There are several different types of surgical procedures used to treat breast cancer, including:
Simple or total mastectomy

Removal of the breast, with its skin and nipple, but no lymph nodes. In some cases, a separate sentinel node biopsy is performed to remove the first one to three axillary (armpit) lymph nodes.
Modified radical mastectomy

Removal of the entire breast, nipple/areolar region, and often the axillary lymph nodes. This is the most common form of mastectomy performed today.
Radical Mastectomy

Removal of the entire breast, nipple/areolar region, the pectoral (chest) major and minor muscles, and lymph nodes. This procedure is rarely performed today.

Removal of a quarter of the breast, including the skin and breast fascia (connective tissues). The surgeon may also perform a separate procedure to remove some or all of the axillary (armpit) lymph nodes, either an axillary node dissection or sentinel lymph node biopsy.
Partial or segmental mastectomy

Removal of a portion of the breast tissue and a margin of normal breast tissue. This procedure usually involves removing less tissue than a quadrantectomy but more than a lumpectomy or wide excision.
Lumpectomy or wide excision

Removal of the breast cancer tumor and a surrounding margin or normal breast tissue. It can be performed utilizing oncoplastic surgery (plastic surgery and oncological planning) for optimal cosmetic results.
Excisional biopsy

Also the removal of the breast tumor and a surrounding margin or normal breast tissue. Sometimes further surgery is not needed if an excisional biopsy successfully removes the entire breast cancer tumor. This is most likely to occur if the breast tumor is very small. An excisional biopsy may be performed with “needle” or “wire” localization.
Axillary Node Dissection

The surgical removal of the axillary (armpit) lymph nodes. It is usually performed on patients with invasive cancers. A radical mastectomy, modified radical mastectomy, or lumpectomy operation often includes axillary node dissection (this involves a separate incision for lumpectomy patients). After surgery, the axillary lymph nodes are examined under a microscope to determine whether the cancer has spread past the breast and to evaluate treatment options.

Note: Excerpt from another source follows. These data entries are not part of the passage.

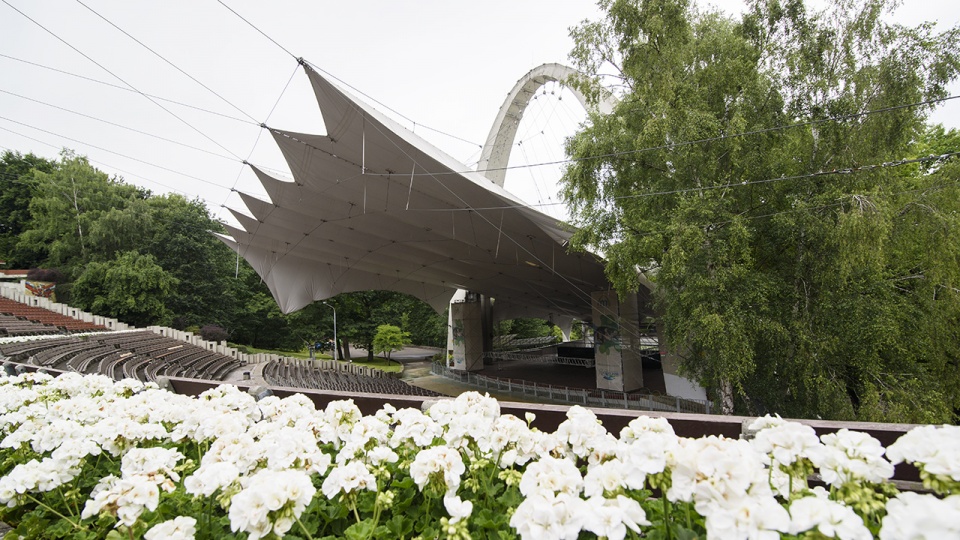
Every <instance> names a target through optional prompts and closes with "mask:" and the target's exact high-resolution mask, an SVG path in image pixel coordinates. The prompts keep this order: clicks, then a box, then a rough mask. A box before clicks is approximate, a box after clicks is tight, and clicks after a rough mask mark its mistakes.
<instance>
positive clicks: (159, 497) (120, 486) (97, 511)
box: [80, 476, 160, 527]
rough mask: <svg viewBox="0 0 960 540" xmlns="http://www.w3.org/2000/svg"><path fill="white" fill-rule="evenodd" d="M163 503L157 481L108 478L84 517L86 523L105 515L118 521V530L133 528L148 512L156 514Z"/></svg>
mask: <svg viewBox="0 0 960 540" xmlns="http://www.w3.org/2000/svg"><path fill="white" fill-rule="evenodd" d="M159 502H160V489H159V488H158V487H157V483H156V482H155V481H153V479H151V478H148V477H146V476H129V477H125V478H119V479H117V478H116V477H110V476H108V477H106V478H104V479H103V480H101V482H100V484H99V485H98V489H95V490H94V495H93V498H92V499H90V500H88V501H87V504H86V505H85V506H84V507H83V512H81V514H80V517H81V518H83V519H86V518H88V517H92V516H96V515H99V514H101V513H108V514H111V515H114V516H116V517H117V519H118V522H117V526H120V525H126V526H127V527H130V526H132V525H133V524H135V523H136V522H137V519H139V518H140V515H141V514H142V513H143V511H144V510H150V511H153V510H156V509H157V504H159Z"/></svg>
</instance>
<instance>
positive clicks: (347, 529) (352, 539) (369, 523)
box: [343, 519, 374, 540]
mask: <svg viewBox="0 0 960 540" xmlns="http://www.w3.org/2000/svg"><path fill="white" fill-rule="evenodd" d="M373 530H374V525H373V520H371V519H365V520H363V521H360V522H357V523H354V524H353V525H351V526H349V527H347V530H345V531H343V535H344V537H346V538H347V540H366V539H368V538H371V535H372V534H373Z"/></svg>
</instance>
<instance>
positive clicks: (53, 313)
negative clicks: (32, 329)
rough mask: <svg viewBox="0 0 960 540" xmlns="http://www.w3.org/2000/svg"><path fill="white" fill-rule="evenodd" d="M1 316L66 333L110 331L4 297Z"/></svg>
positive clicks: (0, 308) (0, 312)
mask: <svg viewBox="0 0 960 540" xmlns="http://www.w3.org/2000/svg"><path fill="white" fill-rule="evenodd" d="M0 314H6V315H11V316H14V317H18V318H21V319H25V320H28V321H33V322H36V323H40V324H43V325H50V326H52V327H54V328H60V329H63V330H64V331H65V332H96V331H98V330H99V331H107V330H108V329H107V328H106V327H104V326H102V325H99V324H94V323H91V322H86V321H81V320H77V319H74V318H73V317H68V316H66V315H62V314H60V313H56V312H54V311H50V310H48V309H44V308H41V307H34V306H28V305H26V304H21V303H20V302H17V301H16V300H10V299H9V298H3V297H0Z"/></svg>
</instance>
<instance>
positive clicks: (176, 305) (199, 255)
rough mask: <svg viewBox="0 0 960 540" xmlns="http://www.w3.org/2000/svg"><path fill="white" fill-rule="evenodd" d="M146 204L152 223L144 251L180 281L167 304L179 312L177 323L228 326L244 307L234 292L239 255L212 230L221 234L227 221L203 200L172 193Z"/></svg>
mask: <svg viewBox="0 0 960 540" xmlns="http://www.w3.org/2000/svg"><path fill="white" fill-rule="evenodd" d="M145 204H146V207H147V208H146V212H145V213H146V214H147V215H149V216H150V220H151V227H150V228H149V230H148V231H147V232H146V234H145V235H144V236H143V237H142V239H141V243H140V246H139V249H140V251H141V252H142V253H147V254H151V255H153V256H154V257H155V258H156V260H157V264H159V265H160V266H161V267H163V269H164V270H166V271H167V272H169V273H170V274H171V275H172V276H173V277H175V278H177V280H178V281H179V285H178V286H177V287H176V289H175V290H174V291H172V292H171V295H170V297H168V299H167V302H166V304H167V307H168V308H170V309H171V310H172V311H173V313H174V314H175V315H174V320H173V325H174V326H175V327H176V328H183V327H186V326H189V325H201V326H202V325H204V324H211V323H214V324H218V325H220V326H225V325H227V324H228V323H229V320H230V317H231V313H232V312H233V311H234V310H235V309H238V308H239V305H238V304H236V303H235V296H234V294H233V293H234V292H235V291H234V290H233V289H234V286H236V285H237V283H235V280H234V279H233V277H234V272H235V268H236V266H235V264H236V258H235V254H234V253H233V252H232V251H231V250H230V248H228V247H227V246H226V244H224V243H223V242H221V241H220V240H218V239H217V238H216V237H215V236H214V235H213V234H211V233H213V232H221V231H222V230H223V227H222V226H221V224H220V223H219V222H218V221H216V220H215V219H213V217H211V215H210V213H209V211H208V210H207V208H206V207H205V206H204V205H203V203H202V201H200V200H199V199H193V200H189V199H186V198H185V197H183V196H180V195H176V194H166V195H162V196H153V197H150V198H149V199H147V200H146V201H145Z"/></svg>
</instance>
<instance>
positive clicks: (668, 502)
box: [660, 491, 670, 540]
mask: <svg viewBox="0 0 960 540" xmlns="http://www.w3.org/2000/svg"><path fill="white" fill-rule="evenodd" d="M660 499H661V500H662V501H663V534H664V537H665V538H666V539H667V540H670V503H669V502H668V501H667V492H666V491H663V492H662V494H661V495H660Z"/></svg>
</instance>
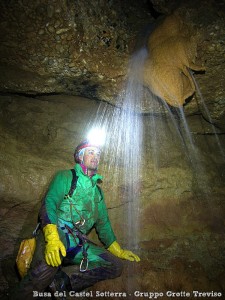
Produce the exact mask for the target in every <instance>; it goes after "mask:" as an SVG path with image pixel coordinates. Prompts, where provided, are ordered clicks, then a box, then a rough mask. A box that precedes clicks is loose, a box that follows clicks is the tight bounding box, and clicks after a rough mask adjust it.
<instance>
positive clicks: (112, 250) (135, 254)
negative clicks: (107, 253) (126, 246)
mask: <svg viewBox="0 0 225 300" xmlns="http://www.w3.org/2000/svg"><path fill="white" fill-rule="evenodd" d="M108 250H109V252H111V253H112V254H113V255H115V256H117V257H119V258H122V259H127V260H130V261H136V262H139V261H140V258H139V257H138V256H137V255H136V254H134V253H133V252H131V251H129V250H124V249H122V248H121V247H120V245H119V244H118V243H117V241H115V242H113V243H112V244H111V245H110V246H109V248H108Z"/></svg>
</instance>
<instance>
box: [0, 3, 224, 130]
mask: <svg viewBox="0 0 225 300" xmlns="http://www.w3.org/2000/svg"><path fill="white" fill-rule="evenodd" d="M0 8H1V9H0V11H1V12H0V14H1V23H0V28H1V31H0V40H1V46H0V69H1V72H0V91H1V93H12V94H22V95H27V96H29V95H32V96H33V97H34V98H35V96H37V95H48V94H63V95H76V96H82V97H87V98H90V99H95V100H99V101H105V102H108V103H110V104H112V105H119V104H118V103H119V101H118V98H120V99H122V97H123V93H124V87H125V82H126V80H127V78H128V74H129V60H130V58H131V56H132V54H133V53H134V52H135V50H137V49H138V48H140V47H141V46H142V45H144V44H145V41H146V35H147V34H148V32H149V28H152V27H154V26H157V23H158V22H159V20H161V19H163V18H165V17H166V16H168V15H170V14H171V13H173V12H174V11H178V12H179V14H180V16H181V17H182V18H183V20H185V22H186V23H187V24H189V25H191V26H192V27H193V28H195V30H196V34H198V37H199V39H198V44H197V53H196V62H197V63H198V64H200V65H204V69H205V70H204V71H201V72H198V71H196V72H194V77H195V79H196V82H197V84H198V87H199V89H200V91H201V97H200V95H199V93H197V92H195V93H194V94H193V95H192V96H191V97H189V98H188V99H186V102H185V104H184V111H185V113H186V114H187V115H193V114H203V115H204V111H203V109H202V108H203V106H204V105H203V104H204V103H203V102H205V103H206V104H207V107H208V110H209V111H210V114H211V116H212V120H213V122H214V123H215V124H216V125H217V126H218V127H219V128H220V129H221V130H224V128H225V121H224V119H225V118H224V114H225V92H224V86H225V78H224V68H225V66H224V64H225V60H224V55H225V54H224V32H225V29H224V16H225V3H224V1H213V0H211V1H204V0H201V1H198V2H196V1H192V0H190V1H178V0H173V1H167V0H151V1H149V0H142V1H138V3H137V1H127V0H126V1H119V0H112V1H103V0H95V1H81V0H78V1H72V0H68V1H59V0H53V1H50V2H49V1H48V2H46V1H44V0H38V1H33V0H32V1H27V0H20V1H19V0H17V1H5V0H4V1H1V3H0ZM187 43H188V41H187ZM187 48H188V47H187ZM150 98H151V97H150V94H149V91H148V89H147V88H146V87H145V88H144V101H145V103H146V102H148V101H150V100H149V99H150ZM157 101H158V100H157ZM157 101H156V102H154V103H152V104H151V105H148V106H145V108H144V109H142V110H141V112H142V113H151V112H160V105H159V104H158V102H157ZM142 107H144V106H142Z"/></svg>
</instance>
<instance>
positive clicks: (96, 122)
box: [88, 48, 147, 249]
mask: <svg viewBox="0 0 225 300" xmlns="http://www.w3.org/2000/svg"><path fill="white" fill-rule="evenodd" d="M146 56H147V50H146V49H145V48H143V49H141V50H139V51H137V52H136V53H134V55H133V56H132V57H131V60H130V64H129V72H128V78H127V82H126V86H125V88H124V90H123V91H122V92H121V95H120V96H119V97H118V99H117V102H116V107H112V106H111V105H110V104H108V103H101V104H100V106H99V109H98V112H97V114H96V116H95V118H94V121H93V120H92V121H91V122H90V124H89V126H88V128H91V127H92V126H95V127H99V128H104V129H105V131H106V143H105V145H104V151H103V152H104V155H103V156H104V157H103V164H104V166H105V167H104V172H103V173H104V174H105V177H106V181H107V184H108V186H109V187H110V190H111V195H110V199H112V201H111V202H112V203H114V205H115V207H116V208H118V213H119V214H120V210H123V211H125V214H124V215H123V216H121V215H120V217H122V218H123V220H124V222H121V220H119V221H120V223H122V224H121V225H122V226H123V228H121V231H124V233H125V239H126V245H125V246H126V247H127V248H128V247H130V248H132V249H134V248H137V247H138V232H139V218H138V215H139V214H138V211H139V201H138V198H139V181H140V177H141V174H140V164H141V160H142V136H143V132H142V131H143V128H142V123H143V122H142V115H141V114H140V113H139V111H140V103H141V102H140V99H141V98H142V93H143V86H142V69H143V64H144V61H145V59H146ZM118 186H120V190H119V191H118ZM108 207H109V209H110V207H111V205H110V203H109V204H108ZM121 208H124V209H121Z"/></svg>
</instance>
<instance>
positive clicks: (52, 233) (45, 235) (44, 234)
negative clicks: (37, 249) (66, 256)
mask: <svg viewBox="0 0 225 300" xmlns="http://www.w3.org/2000/svg"><path fill="white" fill-rule="evenodd" d="M43 232H44V236H45V241H46V246H45V260H46V262H47V264H48V265H50V266H52V267H58V266H59V265H61V258H60V253H59V251H60V252H61V254H62V256H66V248H65V247H64V245H63V243H62V242H61V241H60V238H59V234H58V230H57V226H56V225H54V224H48V225H46V226H45V227H44V228H43Z"/></svg>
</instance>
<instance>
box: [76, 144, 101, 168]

The most common side effect of axillary node dissection is lymphedema, chronic swelling of the arm. Approximately 10% to 20% of patients typically experience lymphedema when axillary node dissection is combined with radiation therapy. Patients are encouraged to report any tightness or swelling of the arm to their physicians as soon as symptoms occur to prevent possible long-term suffering. Other side effects of axillary node dissection include temporary to permanent limitations of arm and shoulder movement and numbness in the upper-arm skin.
Sentinel Lymph Node Biopsy

A procedure that involves removing only one to three sentinel lymph nodes (the first nodes in the lymphatic chain). To perform sentinel node biopsy, a radioactive tracer and/or blue dye is injected into a region of a tumor. The dye is then carried to the sentinel node (the lymph node most likely to be cancerous if the disease has spread from its original origin). If the surgeon determines that the sentinel node contains cancer, more lymph nodes are removed and examined. Surgeons detect the sentinel lymph node by either spotting the blue dye or by measuring a node’s radioactivity with a Geiger counter. If the removed sentinel node is cancer-free, additional lymph node surgery may be avoided. Research has shown that sentinel lymph node biopsy may safely eliminate the need to remove many lymph nodes and reduce the chances of lymphedema (chronic arm swelling). However, the procedure may not be appropriate for all patients. It is important to discuss your options with your surgeon.
Nipple Areola Sparing Mastectomy with Immediate Reconstruction

A procedure that involves removing the breast tissue, sparing the skin, nipple and areola for optimal cosmetic results. This procedure is an option for breast cancer patients and patients who carry the BRCA1 or BRCA2 gene mutation (prophylactic mastectomy).